On February 3, 2023, the FDA approved a new indication for sacituzumab govitecan-hziy (Trodelvy; Gilead Sciences), a Trop-2–directed antibody–drug conjugate (ADC), in patients with unresectable locally advanced or metastatic hormone receptor (HR)-positive, human epidermal growth factor receptor 2 (HER2)-negative (immunohistochemistry [IHC] 0, IHC 1+, or IHC 2+/in situ hybridization–) breast cancer who have received endocrine-based therapy and ≥2 additional systemic therapies for metastatic disease. The FDA granted this application priority review.
The National Comprehensive Cancer Network now recommends sacituzumab govitecan as a category 1, preferred treatment for metastatic HR-positive, HER2-negative breast cancer, as defined in their Clinical Practice Guidelines in Oncology for breast cancer.
Sacituzumab govitecan was previously approved for the treatment of patients with locally advanced or metastatic urothelial cancer who previously received platinum-containing chemotherapy and a PD-1 or a PD-L1 inhibitor and for the treatment of patients with unresectable or metastatic triple-negative breast cancer who previously received ≥2 systemic therapies (≥1 for metastatic disease).
This FDA approval was based on the results of the phase 3 TROPiCS-02 study (NCT03901339), a multicenter, open-label, randomized, clinical trial of 543 patients with unresectable locally advanced or metastatic HR-positive, HER2-negative breast cancer that progressed after receiving, in any setting, a CDK4/6 inhibitor, endocrine therapy, and a taxane. Patients received ≥2 previous chemotherapies for metastatic disease (one of which could be neoadjuvant or adjuvant if the disease recurred within 12 months).

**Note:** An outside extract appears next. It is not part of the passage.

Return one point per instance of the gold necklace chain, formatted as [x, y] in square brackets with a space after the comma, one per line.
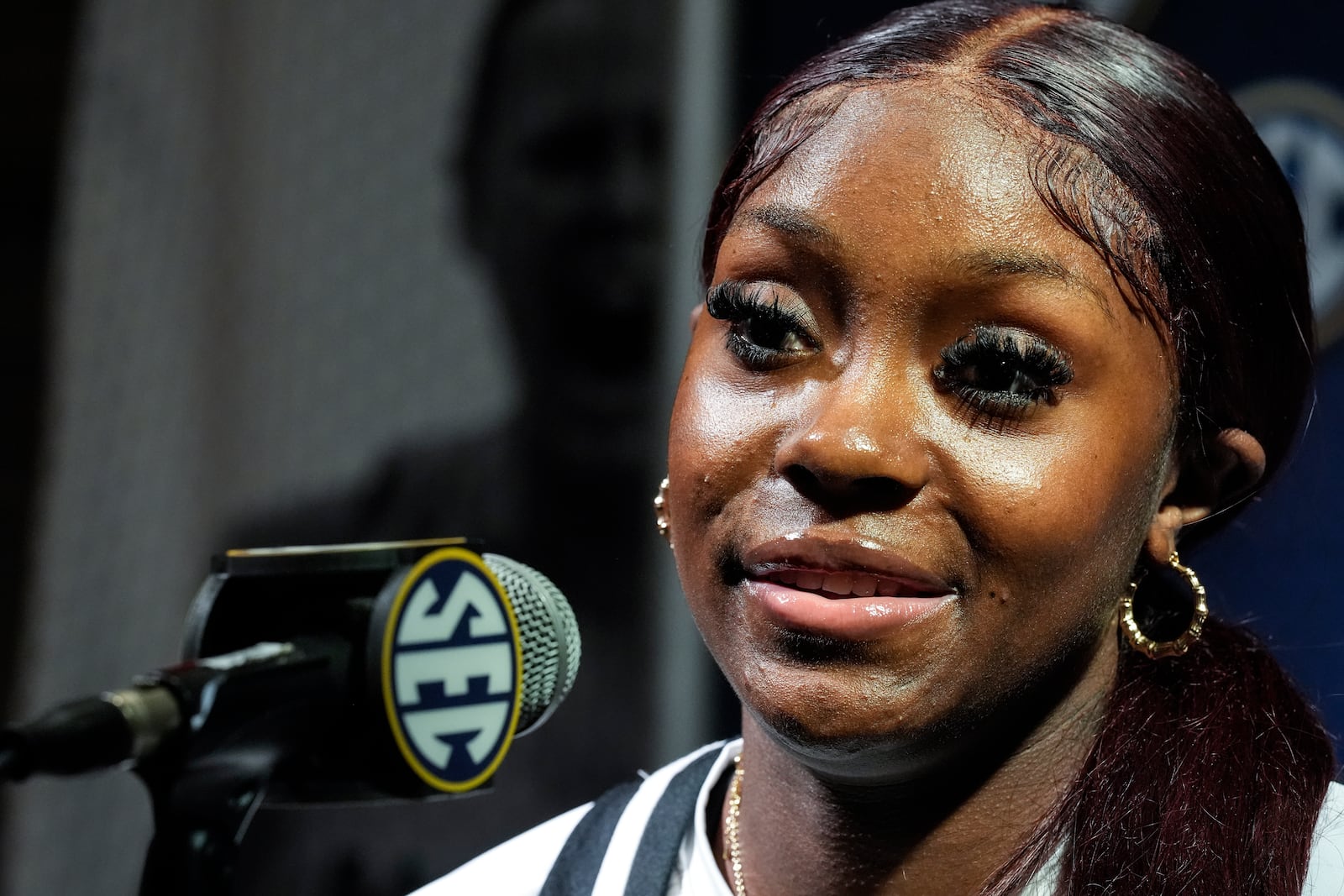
[732, 848]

Patients were randomly assigned (1:1) to intravenous sacituzumab govitecan 10 mg/kg of body weight, on days 1 and 8 of a 21-day cycle, or to single-agent chemotherapy (chosen by the investigator before randomization from either eribulin, vinorelbine, gemcitabine, or capecitabine). Randomization was stratified by number of previous chemotherapy regimens for metastatic disease (2 vs 3 or 4), presence of visceral metastasis, and whether the patients received endocrine therapy in the metastatic setting for ≥6 months. Treatment continued until disease progression or unacceptable toxicity.

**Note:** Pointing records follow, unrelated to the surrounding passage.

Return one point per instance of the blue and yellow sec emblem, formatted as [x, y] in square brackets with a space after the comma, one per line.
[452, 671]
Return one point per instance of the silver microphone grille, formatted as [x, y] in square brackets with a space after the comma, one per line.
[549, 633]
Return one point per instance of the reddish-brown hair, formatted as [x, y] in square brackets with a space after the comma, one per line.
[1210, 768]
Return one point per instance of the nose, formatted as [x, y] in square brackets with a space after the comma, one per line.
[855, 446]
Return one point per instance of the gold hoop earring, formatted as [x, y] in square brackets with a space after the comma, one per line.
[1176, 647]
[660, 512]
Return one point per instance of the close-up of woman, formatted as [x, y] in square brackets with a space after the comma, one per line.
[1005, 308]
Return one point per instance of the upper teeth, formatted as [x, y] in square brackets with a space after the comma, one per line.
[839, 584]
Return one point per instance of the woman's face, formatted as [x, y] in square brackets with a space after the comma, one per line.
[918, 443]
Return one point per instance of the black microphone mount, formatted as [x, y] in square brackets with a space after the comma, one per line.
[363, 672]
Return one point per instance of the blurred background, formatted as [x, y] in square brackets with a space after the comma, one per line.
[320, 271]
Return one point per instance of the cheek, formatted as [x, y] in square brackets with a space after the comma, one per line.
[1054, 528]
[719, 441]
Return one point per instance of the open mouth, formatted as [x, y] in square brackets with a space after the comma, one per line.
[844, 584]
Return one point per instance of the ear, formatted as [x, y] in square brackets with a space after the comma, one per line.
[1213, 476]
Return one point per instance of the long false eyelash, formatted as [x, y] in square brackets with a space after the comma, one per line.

Progression-free survival (PFS) was the primary efficacy measure, and overall survival (OS) was among the secondary measures. The median PFS was 5.5 months (95% confidence interval [CI], 4.2-7.0) among patients who received sacituzumab govitecan and 4 months (95% CI, 3.1-4.4) among those who received single-agent chemotherapy (hazard ratio, 0.661; 95% CI, 0.529-0.826; P = .0003). In patients receiving sacituzumab govitecan, the median OS was 14.4 months (95% CI, 13.0-15.7), and it was 11.2 months (95% CI, 10.1-12.7) in patients receiving single-agent chemotherapy (hazard ratio, 0.789; 95% CI, 0.646-0.964; P = .02). This is the first OS benefit shown by a Trop-2–directed ADC in patients with HR-positive, HER2-negative metastatic breast cancer who received previous endocrine-based therapy and ≥2 chemotherapies.
The most common (≥25%) adverse events with sacituzumab govitecan in this study were decreased leukocyte count, decreased neutrophil count, decreased hemoglobin, decreased lymphocyte count, diarrhea, fatigue, nausea, alopecia, increased glucose, constipation, and decreased albumin.

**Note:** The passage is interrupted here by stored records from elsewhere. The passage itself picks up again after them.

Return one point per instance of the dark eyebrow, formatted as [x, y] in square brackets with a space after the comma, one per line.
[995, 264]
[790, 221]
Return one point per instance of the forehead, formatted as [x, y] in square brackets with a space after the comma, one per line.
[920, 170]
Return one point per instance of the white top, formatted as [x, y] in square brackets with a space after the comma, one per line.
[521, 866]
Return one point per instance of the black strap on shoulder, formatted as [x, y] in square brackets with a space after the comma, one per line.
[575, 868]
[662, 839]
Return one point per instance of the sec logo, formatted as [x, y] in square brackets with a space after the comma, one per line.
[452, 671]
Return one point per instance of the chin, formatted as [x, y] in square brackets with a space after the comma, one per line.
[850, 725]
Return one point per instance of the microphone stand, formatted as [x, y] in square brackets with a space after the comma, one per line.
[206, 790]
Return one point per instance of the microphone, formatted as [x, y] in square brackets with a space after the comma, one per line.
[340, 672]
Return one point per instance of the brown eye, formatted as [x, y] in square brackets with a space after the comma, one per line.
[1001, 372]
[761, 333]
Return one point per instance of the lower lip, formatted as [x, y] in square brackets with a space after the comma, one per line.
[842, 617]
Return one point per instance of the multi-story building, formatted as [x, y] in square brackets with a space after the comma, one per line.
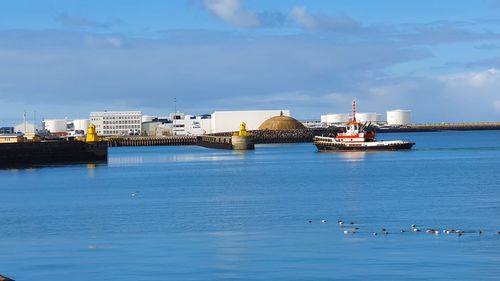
[110, 123]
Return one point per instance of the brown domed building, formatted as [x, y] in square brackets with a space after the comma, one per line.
[281, 123]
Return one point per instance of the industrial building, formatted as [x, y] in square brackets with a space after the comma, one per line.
[177, 124]
[229, 121]
[398, 117]
[80, 126]
[56, 126]
[109, 123]
[370, 117]
[25, 128]
[334, 119]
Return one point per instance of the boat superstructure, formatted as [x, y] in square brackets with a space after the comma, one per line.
[358, 137]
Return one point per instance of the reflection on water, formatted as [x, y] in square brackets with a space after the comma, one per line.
[206, 214]
[353, 156]
[119, 160]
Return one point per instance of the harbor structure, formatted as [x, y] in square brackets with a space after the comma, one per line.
[224, 121]
[81, 126]
[281, 123]
[56, 126]
[333, 119]
[398, 117]
[110, 123]
[11, 138]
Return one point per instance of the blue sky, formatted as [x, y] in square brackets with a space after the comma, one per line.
[440, 59]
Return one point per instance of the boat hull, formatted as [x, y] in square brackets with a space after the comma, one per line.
[366, 146]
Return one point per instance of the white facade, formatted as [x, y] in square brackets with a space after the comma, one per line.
[148, 118]
[368, 117]
[398, 117]
[25, 128]
[81, 125]
[229, 121]
[55, 125]
[191, 125]
[110, 123]
[340, 118]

“This approval is significant for the breast cancer community. We have had limited options to offer patients after endocrine-based therapy and chemotherapy, and to see a clinically meaningful survival benefit of more than three months with a quality-of-life benefit for these women is exceptional,” said principal trial investigator Hope S. Rugo, MD, Director of Breast Oncology and Clinical Trials Education at the UCSF Helen Diller Family Comprehensive Cancer Center, San Francisco, CA.
The recommended dose of sacituzumab govitecan-hziy is 10 mg/kg administered as an intravenous infusion once weekly on days 1 and 8 of 21-day treatment cycles until disease progression or unacceptable toxicity.